Ideally for maximum fat burning, I'd get a respiratory quotient test on a treadmill with a specialist to tell me what HR to train at, but formulas and experimentation by feel are reasonable methods to get reasonable (if not quite perfect) training zones.

The MAF Test

I've heard a lot about the MAF test, but everything I've heard previously focused on a five mile plus warm-up run, which is not yet very practical at my level of fitness.  This discouraged me from bothering to make any measurements other than the maximum number of laps I could do in a session.  But as I read the full article on the matter, I realize that any exercise and any standardized measurement will do, that relative progress is all that is measured, unless you're contemplating a 5k race and want to use those tables to estimate a good race pace for you.  So I'm thinking of creating a modified MAF test for myself.

The Couch Potato MAF Test

Start with an indoor track 200m, or a outdoor track (400m).  If running the outdoor track, divide the track in half.  Start with a warm-up, which for me is a little Tai Chi and a 200m walk.  Use the same lane every time you take the test as the curves are significant part of this short test.  Move up to the heart rate training zone as you approach your start mark, and start your lap timer when you cross it.  Time 5 200 m laps, or as many as you can do if that's less.  Try to stay in target HR zone.  Record the times and actual HR, they should be considerably lower than standard MAF test times, but show similar progression of slowing down with each lap.  If the pace does not slow down at that heart rate over time, then either the training zone is too low, the warm-up too short, or the distance is too short.

I think this could be adjusted for anyone at any level.  Maybe you run 20 miles a day, maybe your MAF test should be 5 2 mile segments instead of 5 1 mile segments?  Maybe you're still moving up to couch potato levels of fitness (like I was) and laps of the driveway is all you measure.
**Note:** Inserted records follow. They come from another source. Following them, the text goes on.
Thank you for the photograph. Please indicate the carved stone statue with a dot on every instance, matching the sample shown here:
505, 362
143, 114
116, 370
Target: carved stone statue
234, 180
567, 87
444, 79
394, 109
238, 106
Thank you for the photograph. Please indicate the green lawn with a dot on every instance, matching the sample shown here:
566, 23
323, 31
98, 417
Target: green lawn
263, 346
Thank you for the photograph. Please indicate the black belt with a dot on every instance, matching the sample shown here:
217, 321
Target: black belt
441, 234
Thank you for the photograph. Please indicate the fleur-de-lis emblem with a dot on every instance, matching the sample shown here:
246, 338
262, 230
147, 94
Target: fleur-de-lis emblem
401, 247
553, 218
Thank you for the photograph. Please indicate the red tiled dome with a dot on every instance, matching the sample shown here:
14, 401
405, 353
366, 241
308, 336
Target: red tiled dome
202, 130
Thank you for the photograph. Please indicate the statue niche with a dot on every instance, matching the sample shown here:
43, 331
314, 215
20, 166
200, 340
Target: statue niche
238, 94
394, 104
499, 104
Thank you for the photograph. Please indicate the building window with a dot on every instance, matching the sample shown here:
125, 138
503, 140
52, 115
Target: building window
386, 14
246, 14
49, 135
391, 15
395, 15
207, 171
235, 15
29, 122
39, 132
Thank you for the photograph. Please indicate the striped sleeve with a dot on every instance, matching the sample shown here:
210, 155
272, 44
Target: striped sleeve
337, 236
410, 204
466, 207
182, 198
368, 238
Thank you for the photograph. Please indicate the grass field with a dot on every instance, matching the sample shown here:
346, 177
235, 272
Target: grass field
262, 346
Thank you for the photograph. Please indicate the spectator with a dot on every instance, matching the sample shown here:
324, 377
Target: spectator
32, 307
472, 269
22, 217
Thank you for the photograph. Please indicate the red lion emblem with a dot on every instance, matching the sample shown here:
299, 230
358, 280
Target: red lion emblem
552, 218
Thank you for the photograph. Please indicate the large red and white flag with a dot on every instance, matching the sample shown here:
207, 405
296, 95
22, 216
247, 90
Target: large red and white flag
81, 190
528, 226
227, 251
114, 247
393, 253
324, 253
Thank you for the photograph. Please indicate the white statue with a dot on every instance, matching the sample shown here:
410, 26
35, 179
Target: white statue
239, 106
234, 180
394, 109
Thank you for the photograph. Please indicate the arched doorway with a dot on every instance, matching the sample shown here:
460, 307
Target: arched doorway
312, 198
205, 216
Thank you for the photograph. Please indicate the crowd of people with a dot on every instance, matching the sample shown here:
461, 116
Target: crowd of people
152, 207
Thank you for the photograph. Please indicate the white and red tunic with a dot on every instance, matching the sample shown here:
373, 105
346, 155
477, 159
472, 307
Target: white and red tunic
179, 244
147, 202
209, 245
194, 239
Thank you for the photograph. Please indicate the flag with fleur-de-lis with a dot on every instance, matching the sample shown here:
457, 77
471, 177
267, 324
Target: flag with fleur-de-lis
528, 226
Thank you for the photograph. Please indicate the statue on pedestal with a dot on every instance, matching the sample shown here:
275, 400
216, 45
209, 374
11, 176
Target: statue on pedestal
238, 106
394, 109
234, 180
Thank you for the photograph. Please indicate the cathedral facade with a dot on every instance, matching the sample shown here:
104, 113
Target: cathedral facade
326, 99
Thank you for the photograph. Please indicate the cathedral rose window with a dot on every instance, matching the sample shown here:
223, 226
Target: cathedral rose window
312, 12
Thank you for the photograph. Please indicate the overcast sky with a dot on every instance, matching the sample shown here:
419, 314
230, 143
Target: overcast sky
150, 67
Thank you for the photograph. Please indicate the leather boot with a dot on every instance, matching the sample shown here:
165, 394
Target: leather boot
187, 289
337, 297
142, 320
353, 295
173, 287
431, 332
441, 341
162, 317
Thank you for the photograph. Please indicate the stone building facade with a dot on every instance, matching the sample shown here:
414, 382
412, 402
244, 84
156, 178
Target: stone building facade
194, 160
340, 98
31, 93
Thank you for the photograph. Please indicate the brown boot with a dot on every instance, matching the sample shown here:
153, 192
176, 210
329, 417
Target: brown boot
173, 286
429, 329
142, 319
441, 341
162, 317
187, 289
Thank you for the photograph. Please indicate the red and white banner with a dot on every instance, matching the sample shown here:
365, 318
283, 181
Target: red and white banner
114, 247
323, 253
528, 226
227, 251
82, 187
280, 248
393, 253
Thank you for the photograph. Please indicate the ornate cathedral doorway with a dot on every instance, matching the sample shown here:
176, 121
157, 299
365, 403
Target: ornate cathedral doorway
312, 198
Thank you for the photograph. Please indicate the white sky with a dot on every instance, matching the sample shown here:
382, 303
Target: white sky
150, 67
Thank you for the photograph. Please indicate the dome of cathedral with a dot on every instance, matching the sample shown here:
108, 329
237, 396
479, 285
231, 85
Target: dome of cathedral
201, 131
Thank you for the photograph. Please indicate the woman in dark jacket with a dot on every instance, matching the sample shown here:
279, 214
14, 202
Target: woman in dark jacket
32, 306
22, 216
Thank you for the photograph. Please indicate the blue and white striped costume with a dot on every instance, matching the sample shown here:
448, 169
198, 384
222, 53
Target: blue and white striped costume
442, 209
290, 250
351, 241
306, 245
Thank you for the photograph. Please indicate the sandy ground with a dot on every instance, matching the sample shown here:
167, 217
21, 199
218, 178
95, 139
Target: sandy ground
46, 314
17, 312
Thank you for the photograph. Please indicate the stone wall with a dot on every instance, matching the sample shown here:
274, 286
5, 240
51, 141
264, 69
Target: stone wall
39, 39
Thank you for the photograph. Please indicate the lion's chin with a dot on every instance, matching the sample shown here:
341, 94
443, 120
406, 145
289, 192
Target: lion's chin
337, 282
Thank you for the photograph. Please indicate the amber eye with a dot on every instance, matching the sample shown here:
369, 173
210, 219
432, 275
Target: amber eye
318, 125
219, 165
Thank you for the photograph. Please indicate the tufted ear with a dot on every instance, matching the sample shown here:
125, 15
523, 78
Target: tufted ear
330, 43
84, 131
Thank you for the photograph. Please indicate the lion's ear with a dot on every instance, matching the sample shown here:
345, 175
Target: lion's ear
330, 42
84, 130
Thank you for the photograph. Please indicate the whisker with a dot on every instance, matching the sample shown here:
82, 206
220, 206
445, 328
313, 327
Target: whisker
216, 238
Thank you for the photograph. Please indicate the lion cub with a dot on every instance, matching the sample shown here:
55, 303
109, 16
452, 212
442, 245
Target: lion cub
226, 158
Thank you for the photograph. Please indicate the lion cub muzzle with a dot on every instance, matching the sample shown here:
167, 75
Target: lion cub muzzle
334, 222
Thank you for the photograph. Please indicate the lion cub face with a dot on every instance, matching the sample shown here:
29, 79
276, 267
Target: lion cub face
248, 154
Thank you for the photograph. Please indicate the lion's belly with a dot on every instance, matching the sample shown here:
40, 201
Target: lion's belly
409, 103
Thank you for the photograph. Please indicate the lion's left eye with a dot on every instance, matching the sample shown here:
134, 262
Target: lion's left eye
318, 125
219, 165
The only downside to this flexible standard is that when my fitness level improves to the point where I should be doing longer MAF tests, then all my old data will be fairly useless.  Even the five segments together of the short test are not up to a mile, so I can't even average the paces and compare them to mile 1 pace later.  However, I think some data at this point is better than waiting until I can regularly churn out the required 5 miles.